Online GMV in Southeast Asia was projected to expand three-fold to $53 billion by end-2020, growing 23% annually between 2018 and 2020. This compound annual growth rate was faster than markets such as China, India, and the US. The average value per Southeast Asian consumer also was predicted to hit $172 by the end of this year.
In addition, at 79%, the region had a higher percentage of internet users who were online consumers, compared to 20% in India and 75% in the US.
China and the US, though, remained ahead of the pack in terms of online retail penetration, with the former's six-times higher at 31%, while the US clocked at 17%. In comparison, online accounted for just 5% of overall retail spend in Southeast Asia.
Pointing to the region's fragmented e-commerce market, the Facebook-Bain & Company report noted the potential for brands to tap the segment and cultivate customer loyalty. The study found that consumers would visit 5.2 online sites before deciding on a purchase, up from 3.8 sites last year.
Some 42% of online consumers went in search of better pricepoints, while 34% looked for product quality when browsing across the various sites. About 54% said they had changed their most purchased brand in the past three months due to reliability and value. Consumers in Singapore, though, appeared more loyal with just 33% in the city-state switching brands over the past quarter.

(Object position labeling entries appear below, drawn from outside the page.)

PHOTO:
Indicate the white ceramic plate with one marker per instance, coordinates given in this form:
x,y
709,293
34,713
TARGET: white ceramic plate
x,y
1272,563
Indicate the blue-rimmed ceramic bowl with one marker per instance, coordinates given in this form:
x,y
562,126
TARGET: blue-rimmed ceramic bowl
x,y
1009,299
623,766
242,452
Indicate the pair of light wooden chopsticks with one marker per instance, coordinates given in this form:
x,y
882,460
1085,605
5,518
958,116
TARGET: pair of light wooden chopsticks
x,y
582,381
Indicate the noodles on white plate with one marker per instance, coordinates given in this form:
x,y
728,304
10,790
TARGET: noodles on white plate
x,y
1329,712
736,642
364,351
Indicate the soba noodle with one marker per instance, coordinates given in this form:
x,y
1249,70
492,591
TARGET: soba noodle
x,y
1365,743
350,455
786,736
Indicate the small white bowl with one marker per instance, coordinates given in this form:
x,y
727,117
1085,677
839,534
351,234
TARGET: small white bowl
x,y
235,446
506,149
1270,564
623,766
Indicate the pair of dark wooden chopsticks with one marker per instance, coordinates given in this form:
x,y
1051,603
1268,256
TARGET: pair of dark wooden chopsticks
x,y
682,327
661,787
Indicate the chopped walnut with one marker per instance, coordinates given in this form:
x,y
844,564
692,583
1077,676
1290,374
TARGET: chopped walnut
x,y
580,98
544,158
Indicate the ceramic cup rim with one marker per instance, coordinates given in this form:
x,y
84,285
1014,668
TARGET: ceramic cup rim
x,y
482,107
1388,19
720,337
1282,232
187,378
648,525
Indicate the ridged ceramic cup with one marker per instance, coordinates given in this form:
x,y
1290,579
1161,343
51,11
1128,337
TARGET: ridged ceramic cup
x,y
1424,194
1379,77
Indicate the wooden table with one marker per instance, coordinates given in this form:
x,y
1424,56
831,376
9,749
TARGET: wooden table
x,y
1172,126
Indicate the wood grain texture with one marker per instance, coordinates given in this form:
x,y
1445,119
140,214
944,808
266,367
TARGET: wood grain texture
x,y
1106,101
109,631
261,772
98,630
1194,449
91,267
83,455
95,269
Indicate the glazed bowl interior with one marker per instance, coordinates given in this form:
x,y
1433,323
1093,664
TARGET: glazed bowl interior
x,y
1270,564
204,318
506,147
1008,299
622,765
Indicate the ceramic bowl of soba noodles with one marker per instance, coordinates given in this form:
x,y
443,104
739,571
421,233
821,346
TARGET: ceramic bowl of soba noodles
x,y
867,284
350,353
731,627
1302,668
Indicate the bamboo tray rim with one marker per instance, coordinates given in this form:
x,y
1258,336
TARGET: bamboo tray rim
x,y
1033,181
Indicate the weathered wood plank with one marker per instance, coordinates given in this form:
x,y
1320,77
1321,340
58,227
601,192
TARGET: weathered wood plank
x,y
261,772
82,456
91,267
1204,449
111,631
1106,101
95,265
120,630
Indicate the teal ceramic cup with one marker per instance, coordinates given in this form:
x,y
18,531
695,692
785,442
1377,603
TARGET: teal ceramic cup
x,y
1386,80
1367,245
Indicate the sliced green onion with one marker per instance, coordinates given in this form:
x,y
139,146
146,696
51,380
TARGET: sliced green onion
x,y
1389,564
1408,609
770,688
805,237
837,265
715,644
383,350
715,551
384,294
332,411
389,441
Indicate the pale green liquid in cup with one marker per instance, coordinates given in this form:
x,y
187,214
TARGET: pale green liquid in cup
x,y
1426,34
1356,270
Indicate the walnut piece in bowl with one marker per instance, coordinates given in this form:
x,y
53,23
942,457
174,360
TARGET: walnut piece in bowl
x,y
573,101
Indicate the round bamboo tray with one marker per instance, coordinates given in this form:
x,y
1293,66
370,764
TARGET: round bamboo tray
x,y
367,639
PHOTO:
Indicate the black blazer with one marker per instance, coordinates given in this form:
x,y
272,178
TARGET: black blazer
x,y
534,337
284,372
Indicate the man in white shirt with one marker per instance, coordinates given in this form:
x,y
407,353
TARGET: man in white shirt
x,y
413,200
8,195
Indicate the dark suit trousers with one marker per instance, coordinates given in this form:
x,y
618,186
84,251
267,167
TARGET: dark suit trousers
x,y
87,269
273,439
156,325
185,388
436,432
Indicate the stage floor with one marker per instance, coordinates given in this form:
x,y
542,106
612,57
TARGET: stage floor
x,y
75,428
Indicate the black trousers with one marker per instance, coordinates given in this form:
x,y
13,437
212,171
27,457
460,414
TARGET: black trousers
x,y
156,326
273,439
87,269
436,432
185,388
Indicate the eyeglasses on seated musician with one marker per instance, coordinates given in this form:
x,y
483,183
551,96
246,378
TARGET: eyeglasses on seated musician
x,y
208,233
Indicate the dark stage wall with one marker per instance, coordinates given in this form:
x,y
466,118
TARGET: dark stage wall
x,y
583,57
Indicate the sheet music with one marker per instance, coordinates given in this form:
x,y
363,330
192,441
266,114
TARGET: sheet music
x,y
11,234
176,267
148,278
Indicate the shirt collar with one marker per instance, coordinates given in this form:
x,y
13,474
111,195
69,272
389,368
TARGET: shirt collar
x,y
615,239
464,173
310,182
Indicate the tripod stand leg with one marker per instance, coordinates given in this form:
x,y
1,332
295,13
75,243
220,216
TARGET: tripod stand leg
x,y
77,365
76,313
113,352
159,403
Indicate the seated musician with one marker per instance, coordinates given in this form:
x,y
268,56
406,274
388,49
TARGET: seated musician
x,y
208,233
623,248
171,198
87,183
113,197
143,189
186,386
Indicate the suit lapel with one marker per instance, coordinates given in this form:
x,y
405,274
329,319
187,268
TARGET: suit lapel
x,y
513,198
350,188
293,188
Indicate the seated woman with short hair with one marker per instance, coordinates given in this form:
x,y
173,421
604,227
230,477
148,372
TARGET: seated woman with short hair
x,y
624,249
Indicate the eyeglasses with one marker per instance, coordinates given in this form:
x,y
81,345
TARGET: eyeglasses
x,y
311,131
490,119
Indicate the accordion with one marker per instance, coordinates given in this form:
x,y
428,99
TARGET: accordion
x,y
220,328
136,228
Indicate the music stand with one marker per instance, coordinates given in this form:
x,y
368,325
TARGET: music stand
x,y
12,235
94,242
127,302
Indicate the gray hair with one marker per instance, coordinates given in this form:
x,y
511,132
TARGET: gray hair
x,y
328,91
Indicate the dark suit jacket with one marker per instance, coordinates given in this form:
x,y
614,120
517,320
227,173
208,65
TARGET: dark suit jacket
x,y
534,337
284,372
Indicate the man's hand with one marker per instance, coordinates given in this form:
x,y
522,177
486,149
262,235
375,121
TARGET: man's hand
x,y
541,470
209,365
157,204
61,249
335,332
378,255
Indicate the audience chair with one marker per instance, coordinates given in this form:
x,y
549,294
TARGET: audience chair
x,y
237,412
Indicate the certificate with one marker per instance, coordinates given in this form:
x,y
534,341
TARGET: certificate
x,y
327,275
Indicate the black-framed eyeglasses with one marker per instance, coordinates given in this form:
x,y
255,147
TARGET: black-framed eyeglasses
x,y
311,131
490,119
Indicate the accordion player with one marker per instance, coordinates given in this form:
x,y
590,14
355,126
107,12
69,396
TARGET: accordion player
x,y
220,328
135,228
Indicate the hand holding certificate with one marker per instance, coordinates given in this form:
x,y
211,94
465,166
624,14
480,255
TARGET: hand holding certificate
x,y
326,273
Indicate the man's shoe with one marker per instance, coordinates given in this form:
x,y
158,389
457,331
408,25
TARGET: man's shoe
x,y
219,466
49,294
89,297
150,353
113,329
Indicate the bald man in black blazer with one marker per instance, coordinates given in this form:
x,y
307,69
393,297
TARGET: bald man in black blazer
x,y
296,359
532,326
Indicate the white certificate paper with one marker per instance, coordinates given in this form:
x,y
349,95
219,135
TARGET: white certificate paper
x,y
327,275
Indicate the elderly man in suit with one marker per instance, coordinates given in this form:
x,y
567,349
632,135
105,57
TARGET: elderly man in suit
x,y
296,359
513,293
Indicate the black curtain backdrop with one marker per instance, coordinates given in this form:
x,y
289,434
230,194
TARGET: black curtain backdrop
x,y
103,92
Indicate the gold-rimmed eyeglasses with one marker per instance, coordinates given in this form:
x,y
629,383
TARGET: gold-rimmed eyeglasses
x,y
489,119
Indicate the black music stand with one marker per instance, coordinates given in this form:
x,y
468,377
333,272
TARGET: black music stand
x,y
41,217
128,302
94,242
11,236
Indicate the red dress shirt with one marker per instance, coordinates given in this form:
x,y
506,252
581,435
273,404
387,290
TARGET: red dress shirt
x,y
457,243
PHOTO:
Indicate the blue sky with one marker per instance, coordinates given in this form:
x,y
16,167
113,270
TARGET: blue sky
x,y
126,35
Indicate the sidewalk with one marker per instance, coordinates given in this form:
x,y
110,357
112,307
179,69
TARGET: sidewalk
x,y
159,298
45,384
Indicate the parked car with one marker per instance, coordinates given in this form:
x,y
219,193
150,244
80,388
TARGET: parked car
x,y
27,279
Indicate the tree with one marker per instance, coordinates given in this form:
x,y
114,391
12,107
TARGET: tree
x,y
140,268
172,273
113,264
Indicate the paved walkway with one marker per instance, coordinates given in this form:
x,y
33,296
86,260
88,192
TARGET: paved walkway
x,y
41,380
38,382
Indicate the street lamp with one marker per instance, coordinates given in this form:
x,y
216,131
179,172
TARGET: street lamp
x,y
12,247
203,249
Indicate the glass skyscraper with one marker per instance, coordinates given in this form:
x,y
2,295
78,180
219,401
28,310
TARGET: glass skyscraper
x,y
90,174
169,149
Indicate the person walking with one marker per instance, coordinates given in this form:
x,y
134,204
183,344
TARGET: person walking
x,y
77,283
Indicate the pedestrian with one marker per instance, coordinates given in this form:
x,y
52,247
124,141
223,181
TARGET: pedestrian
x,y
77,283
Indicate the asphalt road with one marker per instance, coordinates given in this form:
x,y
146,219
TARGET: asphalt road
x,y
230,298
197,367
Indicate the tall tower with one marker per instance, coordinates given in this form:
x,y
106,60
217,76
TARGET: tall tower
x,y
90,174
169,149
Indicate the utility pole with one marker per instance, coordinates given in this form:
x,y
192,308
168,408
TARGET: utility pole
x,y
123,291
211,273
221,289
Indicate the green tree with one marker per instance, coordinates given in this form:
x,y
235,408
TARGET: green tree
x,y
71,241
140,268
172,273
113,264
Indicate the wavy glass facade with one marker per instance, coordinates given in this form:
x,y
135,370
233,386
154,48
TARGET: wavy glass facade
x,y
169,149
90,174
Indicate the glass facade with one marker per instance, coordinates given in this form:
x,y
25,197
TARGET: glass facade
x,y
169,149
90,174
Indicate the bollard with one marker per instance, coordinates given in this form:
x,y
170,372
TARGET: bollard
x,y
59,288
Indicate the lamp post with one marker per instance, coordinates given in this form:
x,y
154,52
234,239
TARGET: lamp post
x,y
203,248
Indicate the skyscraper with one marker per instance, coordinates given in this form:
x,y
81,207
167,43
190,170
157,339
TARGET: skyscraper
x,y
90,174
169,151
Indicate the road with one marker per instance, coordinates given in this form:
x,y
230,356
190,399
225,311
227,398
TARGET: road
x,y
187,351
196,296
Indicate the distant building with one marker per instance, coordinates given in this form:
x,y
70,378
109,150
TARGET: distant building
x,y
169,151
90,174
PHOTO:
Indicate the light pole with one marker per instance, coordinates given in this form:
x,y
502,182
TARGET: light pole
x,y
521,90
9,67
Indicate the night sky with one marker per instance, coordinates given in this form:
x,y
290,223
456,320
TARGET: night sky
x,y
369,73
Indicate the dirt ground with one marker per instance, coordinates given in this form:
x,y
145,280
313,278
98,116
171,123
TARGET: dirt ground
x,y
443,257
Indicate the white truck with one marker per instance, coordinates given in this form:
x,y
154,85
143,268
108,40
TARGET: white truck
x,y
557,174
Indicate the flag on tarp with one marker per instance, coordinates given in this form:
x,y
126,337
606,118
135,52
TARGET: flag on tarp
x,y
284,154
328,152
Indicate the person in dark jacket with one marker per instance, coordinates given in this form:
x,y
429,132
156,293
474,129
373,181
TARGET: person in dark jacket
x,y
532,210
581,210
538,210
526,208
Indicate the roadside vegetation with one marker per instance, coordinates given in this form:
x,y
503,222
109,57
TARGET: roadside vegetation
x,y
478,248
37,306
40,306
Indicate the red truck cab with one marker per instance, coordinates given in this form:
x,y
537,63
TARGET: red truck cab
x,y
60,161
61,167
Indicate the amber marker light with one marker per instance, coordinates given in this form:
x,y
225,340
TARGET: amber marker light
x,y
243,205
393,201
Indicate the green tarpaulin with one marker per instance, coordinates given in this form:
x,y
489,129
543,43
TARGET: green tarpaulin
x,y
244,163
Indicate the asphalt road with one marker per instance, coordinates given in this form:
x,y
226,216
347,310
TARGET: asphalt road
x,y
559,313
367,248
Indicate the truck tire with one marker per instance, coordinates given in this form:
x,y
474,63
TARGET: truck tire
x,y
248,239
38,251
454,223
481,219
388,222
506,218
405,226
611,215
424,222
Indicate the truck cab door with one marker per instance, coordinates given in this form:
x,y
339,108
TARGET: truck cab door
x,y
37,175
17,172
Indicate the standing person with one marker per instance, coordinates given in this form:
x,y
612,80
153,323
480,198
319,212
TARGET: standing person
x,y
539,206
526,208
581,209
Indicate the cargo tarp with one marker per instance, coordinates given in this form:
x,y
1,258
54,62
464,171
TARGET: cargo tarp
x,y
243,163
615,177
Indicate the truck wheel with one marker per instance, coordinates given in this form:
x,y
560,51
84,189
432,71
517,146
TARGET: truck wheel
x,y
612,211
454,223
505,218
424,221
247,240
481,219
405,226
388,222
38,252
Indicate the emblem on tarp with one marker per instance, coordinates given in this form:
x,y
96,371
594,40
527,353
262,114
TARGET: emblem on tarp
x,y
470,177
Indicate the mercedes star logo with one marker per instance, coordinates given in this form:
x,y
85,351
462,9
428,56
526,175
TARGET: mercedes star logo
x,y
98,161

Some 68% across Southeast Asia said they had no idea what they wanted to purchase before shopping online, while 62% learnt about new products and brands via social media platforms. A majority preferred short videos as a media format.
Online grocery shopping also was seeing mainstream adoption, with 35% to 43% of digital consumers in Southeast Asia heading online for packaged groceries, fresh groceries, and non-alcoholic drinks, the study found. These categories were the most frequently purchased in the past three months, with consumers buying groceries online up to 8.4 times and non-alcoholic drinks up to 6.6 times over the three months before the survey was conducted.
In fact, the majority of first-time online purchases had been groceries and food delivery, indicating the impact of social distancing measures on consumer behaviour in the region. Other categories including apparels, electronics, personal care, and beauty remained popular, accounting for 50% to 73% of consumers' online purchases.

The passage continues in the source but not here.